The main problem with the film is that there is no center to keep everything grounded.  Kris Kristofferson had a definite screen presence but, as an actor who was incapable of showing a great deal of emotion, he lacks the gravitas necessary to keep from being swallowed up by Cimino’s epic pretensions.  Isabelle Huppert, an otherwise great actress, also feels lost in the role of Ella and Sam Waterston is not necessarily the most-intimidating villain to ever show up in a western.  Christopher Walken, as the enigmatic and intriguing Nate Champion, gives the best performance in the film but his character still feels largely wasted.

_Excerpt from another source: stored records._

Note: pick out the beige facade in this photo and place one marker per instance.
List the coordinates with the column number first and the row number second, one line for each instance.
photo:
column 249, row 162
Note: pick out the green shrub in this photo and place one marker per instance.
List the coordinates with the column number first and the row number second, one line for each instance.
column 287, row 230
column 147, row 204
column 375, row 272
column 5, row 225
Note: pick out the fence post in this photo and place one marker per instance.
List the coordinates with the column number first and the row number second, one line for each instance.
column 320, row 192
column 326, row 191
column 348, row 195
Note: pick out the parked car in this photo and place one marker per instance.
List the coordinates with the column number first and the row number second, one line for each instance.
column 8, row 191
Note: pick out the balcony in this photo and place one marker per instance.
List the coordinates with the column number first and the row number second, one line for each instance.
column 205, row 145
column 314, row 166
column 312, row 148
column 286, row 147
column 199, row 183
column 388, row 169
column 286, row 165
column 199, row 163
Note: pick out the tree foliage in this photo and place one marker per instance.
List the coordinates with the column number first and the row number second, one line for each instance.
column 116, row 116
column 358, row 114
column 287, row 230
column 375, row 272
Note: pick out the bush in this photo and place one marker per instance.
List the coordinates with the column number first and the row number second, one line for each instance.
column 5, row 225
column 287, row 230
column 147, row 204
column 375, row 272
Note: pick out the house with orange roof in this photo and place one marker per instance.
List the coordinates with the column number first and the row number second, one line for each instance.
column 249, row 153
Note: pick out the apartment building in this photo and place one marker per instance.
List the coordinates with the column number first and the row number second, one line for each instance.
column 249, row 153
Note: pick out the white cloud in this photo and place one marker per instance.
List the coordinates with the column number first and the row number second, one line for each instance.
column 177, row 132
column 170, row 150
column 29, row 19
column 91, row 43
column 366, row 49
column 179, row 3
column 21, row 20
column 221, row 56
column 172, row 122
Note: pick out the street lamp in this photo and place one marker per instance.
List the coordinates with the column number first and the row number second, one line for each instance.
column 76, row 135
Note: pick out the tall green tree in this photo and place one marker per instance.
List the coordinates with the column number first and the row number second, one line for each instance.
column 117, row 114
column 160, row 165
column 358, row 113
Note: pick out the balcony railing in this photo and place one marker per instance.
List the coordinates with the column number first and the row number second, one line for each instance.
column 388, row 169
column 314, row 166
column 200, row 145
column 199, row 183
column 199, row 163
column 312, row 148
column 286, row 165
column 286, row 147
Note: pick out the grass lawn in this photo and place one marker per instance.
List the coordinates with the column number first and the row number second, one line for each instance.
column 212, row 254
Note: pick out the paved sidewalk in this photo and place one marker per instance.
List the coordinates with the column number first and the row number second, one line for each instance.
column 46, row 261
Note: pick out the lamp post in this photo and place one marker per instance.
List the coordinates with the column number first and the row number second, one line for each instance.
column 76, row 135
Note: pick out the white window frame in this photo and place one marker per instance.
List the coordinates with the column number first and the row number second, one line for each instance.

There are some brilliant visual moments to be found in Heaven’s Gate.  I even like the Harvard prologue and the ending on the boat, both of which are not technically necessary to the narrative but still add an extra-dimension to both Averill and Irvine.  But, in the end, Heaven’s Gate is big when it should have been small and epic when its should have been intimate.  It’s a misfire but not a disaster.  Even great directors occasionally have a film that just doesn’t work.  Speilberg had his 1941.  Scorsese has had a handful.  Coppola’s career has been a mess but no one can take his successes away from him.  Michael Cimino, who passed away in 2016, deserved another chance.